The first sale of Freeman land to the Berry Schools occurred in 1916, when Essex Freeman’s widow, Hannah Montgomery Freeman, sold her portion of Lot 20 for $1,450.[19] By 1920 the impact of the school is becoming significant. School Superintendent Henry Grady Hamrick, his wife Ethel, son, and three Berry students are practically next door to Henrietta Freeman and her granddaughter Beatrice Freeman.[20] Of the children, only Mingo and Francis Freeman are close. Henrietta and Gib Montgomery are in an adjacent district and Hannah Freeman lives in Rome. Fredonia Perry still lives in Tennessee and Henrietta and Gib Montgomery have moved to Michigan. Burials in the Freeman Chapel cemetery will continue for a few years[21], but the end of Freemantown is near.

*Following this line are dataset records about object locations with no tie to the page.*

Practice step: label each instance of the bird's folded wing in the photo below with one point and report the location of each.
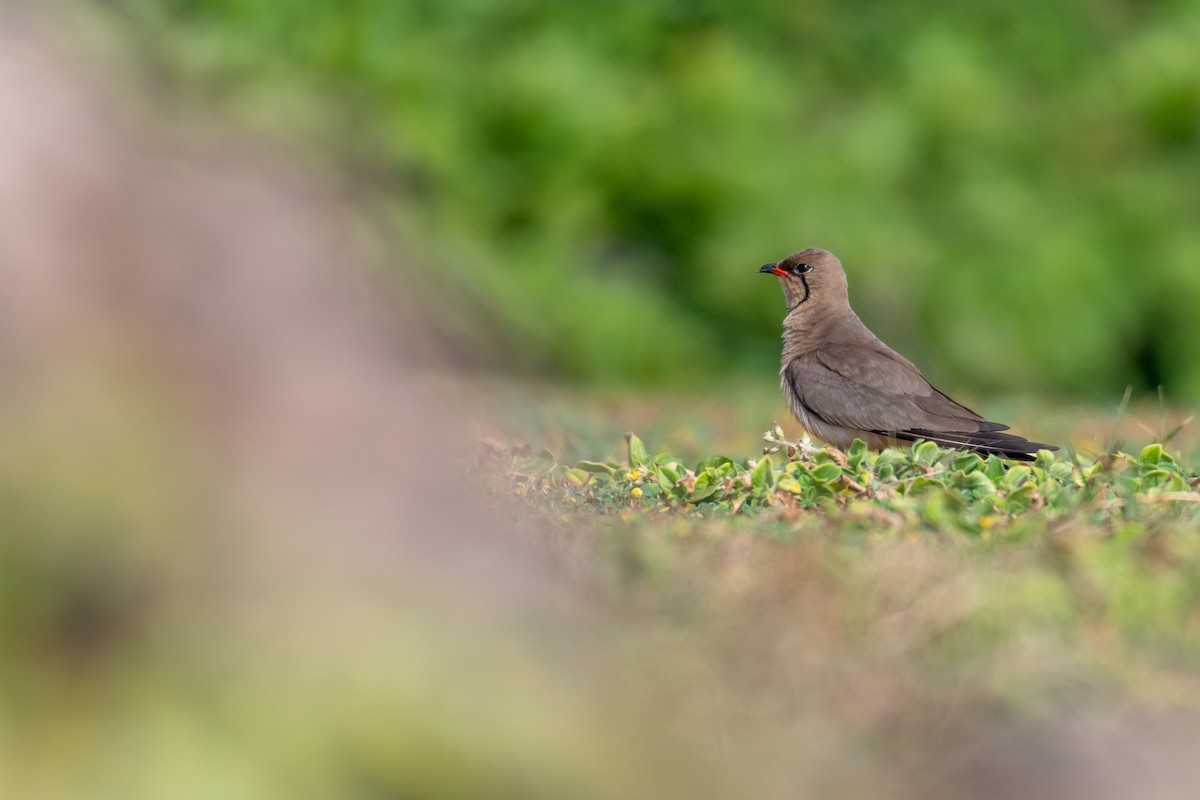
(865, 389)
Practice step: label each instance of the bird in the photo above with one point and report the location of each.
(843, 383)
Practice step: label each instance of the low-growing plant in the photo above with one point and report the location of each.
(919, 487)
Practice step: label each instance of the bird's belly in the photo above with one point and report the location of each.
(833, 434)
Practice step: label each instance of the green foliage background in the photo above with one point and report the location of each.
(1014, 187)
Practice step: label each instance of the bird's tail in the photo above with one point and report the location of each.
(989, 443)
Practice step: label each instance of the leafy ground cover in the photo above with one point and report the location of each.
(921, 487)
(973, 625)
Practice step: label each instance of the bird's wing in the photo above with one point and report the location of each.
(875, 390)
(863, 388)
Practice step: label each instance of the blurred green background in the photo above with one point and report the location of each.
(1014, 186)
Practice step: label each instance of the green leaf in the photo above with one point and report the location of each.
(636, 450)
(763, 476)
(927, 453)
(1151, 455)
(706, 486)
(857, 453)
(1015, 477)
(713, 462)
(789, 483)
(827, 473)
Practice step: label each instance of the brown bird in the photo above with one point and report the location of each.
(843, 383)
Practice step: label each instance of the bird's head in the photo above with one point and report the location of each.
(810, 276)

On 21 March 1923, five months before her death, Henrietta Freeman sold the 25 acres she inherited from Thomas Freeman to the Berry Schools for $800. Fredonia Perry sold the same year. The other children and the heirs of those who had died would hold on to their land for a few more years, finally selling the last of the land in 1926. The places of residence of the sellers include Rome, Georgia; Arlington, Tennessee; Detroit; and Seattle.
Henrietta Freeman died on 17 August 1923, of heart disease, at the age of 95. Her son Mingo Freeman gave information for her death certificate, including the names of her parents, William and Dista Freeman. She was buried at Freemantown Cemetery, on 19 August 1923.[22]